Under the Weather: Finding your Grit

This month’s Insecure Writer’s Support Group asks – When your writing life is a bit cloudy or filled with rain, what do you do to dig down and keep on writing?

The awesome co-hosts for the April 4 posting of the IWSG are Olga Godim, Chemist Ken, Renee Scattergood, and Tamara Narayan!



Excellent question and one that can be difficult to answer. Sometimes writing just doesn’t happen. Sometimes the answer is to do something else, like go for a run, or read, or even play a video game. For me the key is to be excited about a project so even if I’m not on a upswing, I can look forward to writing or editing a piece where I feel passionate about it.


Photo by Thomas Charters 

And by feeling passionate or excited I don’t mean feeling that it’s going to be easy. Sometimes the hardest work, where I’m thinking deeply about the writing, is the most fruitful. Granted, it’s so easy to look at the amount of work needed and say, oh I don’t feel passionate about this so I’m going to play World of Warcraft (yes, still playing). The road to procrastination is paved with side quests.  The trick is being honest and saying either:

  • I just can’t dredge up the words. I need a break to do something else today.
  • I’m at a tough spot and it’s going to be rough, but I’m going to focus on this for one hour and see what happens.

And the first option is okay. As long as I don’t let that day become a week or a month.

The second option is when I have to dig deep. Can I do 30 minutes? 15 minutes? Can I write just one paragraph? I tell myself I can delete it when I’m done. These tricks (somehow I can trick myself, which is pretty darn amazing. Brains are weird.), these tricks of time and short bursts of writing lend a sense impermanence to the writing which may be what I need at the moment. After all, if I pretend it’s not “serious writing,” then there’s no pressure. I can delete it and move on. I’m often pleasantly surprised by what comes of letting go of the pressure to perform.

If all else fails, sometimes I switch tracks completely. Last week, feeling conflicted and overwhelmed about working on my projects, I let myself write a few poems. No one has to see them, I flexed some creative muscle, and also worked on brevity and imagery. A win all around.

shakesSometimes it helps to remember that 10 minutes of writing is better than nothing. You don’t have to create a masterpiece each session. Just write and let go for a few precious moments.




8 thoughts on “Under the Weather: Finding your Grit

  1. I agree with your strategy. Writing anything, even if it’s horrible, can sometimes be the only way to get back into a groove. I also think it’s tough to transition from editing a finished piece to starting a new one because I edit for so long, I get spoiled working on something polished. Then when I start from scratch, I look at the new words and paragraphs and think, “Yuck!
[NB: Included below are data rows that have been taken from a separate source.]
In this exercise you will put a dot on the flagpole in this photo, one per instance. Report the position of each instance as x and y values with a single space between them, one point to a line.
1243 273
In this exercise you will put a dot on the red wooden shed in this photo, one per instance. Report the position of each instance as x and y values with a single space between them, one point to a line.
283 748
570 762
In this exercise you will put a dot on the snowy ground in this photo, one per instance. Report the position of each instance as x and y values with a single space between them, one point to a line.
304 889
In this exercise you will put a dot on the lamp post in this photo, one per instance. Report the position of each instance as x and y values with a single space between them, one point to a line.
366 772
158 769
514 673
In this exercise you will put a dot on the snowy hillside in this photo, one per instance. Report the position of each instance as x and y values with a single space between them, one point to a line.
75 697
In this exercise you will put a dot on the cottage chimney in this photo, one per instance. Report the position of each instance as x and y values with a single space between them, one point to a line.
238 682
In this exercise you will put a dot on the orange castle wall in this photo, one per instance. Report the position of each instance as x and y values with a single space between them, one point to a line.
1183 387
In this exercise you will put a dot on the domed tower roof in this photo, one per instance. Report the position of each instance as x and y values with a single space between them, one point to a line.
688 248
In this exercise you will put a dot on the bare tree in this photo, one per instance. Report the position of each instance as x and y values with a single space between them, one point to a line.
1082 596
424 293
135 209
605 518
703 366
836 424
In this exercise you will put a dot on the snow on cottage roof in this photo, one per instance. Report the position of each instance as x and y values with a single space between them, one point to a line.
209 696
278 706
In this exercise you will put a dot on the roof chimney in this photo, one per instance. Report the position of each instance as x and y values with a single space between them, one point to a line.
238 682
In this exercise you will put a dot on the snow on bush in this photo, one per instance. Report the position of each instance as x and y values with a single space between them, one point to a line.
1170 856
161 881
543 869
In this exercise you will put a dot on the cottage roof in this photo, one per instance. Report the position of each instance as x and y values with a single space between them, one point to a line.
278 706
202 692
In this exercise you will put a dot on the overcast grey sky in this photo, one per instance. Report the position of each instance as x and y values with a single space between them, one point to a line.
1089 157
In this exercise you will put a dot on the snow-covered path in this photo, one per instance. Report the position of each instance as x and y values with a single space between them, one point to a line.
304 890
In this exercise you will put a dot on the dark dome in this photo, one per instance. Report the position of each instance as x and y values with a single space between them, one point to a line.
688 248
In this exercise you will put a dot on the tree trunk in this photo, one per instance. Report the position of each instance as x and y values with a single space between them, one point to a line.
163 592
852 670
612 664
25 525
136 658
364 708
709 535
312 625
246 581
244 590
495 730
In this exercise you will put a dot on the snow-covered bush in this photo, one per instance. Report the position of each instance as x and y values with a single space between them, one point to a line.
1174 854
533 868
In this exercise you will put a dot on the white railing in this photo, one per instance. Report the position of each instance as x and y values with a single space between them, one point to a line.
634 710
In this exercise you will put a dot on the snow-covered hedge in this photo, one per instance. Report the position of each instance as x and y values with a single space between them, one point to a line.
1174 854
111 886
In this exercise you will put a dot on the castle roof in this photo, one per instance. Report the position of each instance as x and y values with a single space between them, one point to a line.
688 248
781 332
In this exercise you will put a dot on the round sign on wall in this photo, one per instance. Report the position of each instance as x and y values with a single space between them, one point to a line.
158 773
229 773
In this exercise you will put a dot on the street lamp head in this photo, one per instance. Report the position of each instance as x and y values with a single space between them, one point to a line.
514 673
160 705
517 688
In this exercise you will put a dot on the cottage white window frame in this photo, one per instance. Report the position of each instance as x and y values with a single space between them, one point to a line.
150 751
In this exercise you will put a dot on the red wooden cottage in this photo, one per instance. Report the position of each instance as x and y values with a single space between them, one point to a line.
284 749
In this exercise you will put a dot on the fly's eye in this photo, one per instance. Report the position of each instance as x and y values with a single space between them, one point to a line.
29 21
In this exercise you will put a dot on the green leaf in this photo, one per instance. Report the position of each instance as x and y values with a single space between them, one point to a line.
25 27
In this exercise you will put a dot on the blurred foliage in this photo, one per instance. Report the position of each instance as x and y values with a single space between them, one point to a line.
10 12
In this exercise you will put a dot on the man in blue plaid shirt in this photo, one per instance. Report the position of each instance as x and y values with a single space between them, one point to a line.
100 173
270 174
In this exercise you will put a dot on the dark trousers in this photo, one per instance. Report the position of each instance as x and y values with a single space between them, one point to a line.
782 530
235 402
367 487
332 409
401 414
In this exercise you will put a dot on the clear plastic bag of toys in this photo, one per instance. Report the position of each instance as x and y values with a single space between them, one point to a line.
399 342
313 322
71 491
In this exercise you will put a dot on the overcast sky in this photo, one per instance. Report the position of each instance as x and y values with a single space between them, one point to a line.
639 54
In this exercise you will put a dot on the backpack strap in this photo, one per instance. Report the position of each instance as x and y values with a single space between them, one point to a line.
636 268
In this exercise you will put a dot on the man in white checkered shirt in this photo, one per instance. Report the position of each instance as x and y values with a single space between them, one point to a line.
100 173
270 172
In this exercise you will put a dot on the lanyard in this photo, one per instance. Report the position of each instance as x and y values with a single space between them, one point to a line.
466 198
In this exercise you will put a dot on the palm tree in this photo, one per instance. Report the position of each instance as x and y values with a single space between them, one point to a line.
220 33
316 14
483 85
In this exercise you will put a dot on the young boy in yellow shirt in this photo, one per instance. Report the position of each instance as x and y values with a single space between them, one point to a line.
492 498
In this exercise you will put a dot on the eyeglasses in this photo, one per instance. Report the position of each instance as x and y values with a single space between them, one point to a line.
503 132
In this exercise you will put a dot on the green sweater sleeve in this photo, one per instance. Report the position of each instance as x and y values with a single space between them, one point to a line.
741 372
This stinks!” before I give it a chance to develop.


    • I totally agree. I think being consistent is more important even if the words aren’t amazing. For me, it’s a lot harder to get back into anything when I’ve stayed away too long!


  2. “10 minutes is better than nothing.” So very true. Just keep moving forward. It can be hard, especially with those lovely side quests begging for completion marks. Have you considered making quests and side quests out of your writing goals to help give you the same thrill of completion you get from video games? It almost makes me want to try 4thewords…

    Liked by 1 person

    • lolol that is an amazing idea! I keep wanting to try a bullet journal or something similar and I could totally incorporate that!


  3. Being excited about a project is really important, and it definitely doesn’t mean it’ll be easy. I haven’t tried to trick myself, but maybe I’ll give it a go. Good points and good post.

    Liked by 1 person

  4. Thank you for sharing this. Great ideas. I’ve convinced myself that I’ll be adding to my health when I visit my writing daily. Writing/editing, once I’ve done it, makes me feel good. Too many days of not sitting down behind my computer screen or spiral notebook, makes me feel poorly. Just the idea of my craft stagnating and work in progress not moving forward, influences how I physically feel.

    Liked by 1 person

    • Exactly. I’ve been trying to balance a lot but just as need to eat good food to be healthy and fueled, we also need creativity for our souls and exercise for our bodies. It all matters!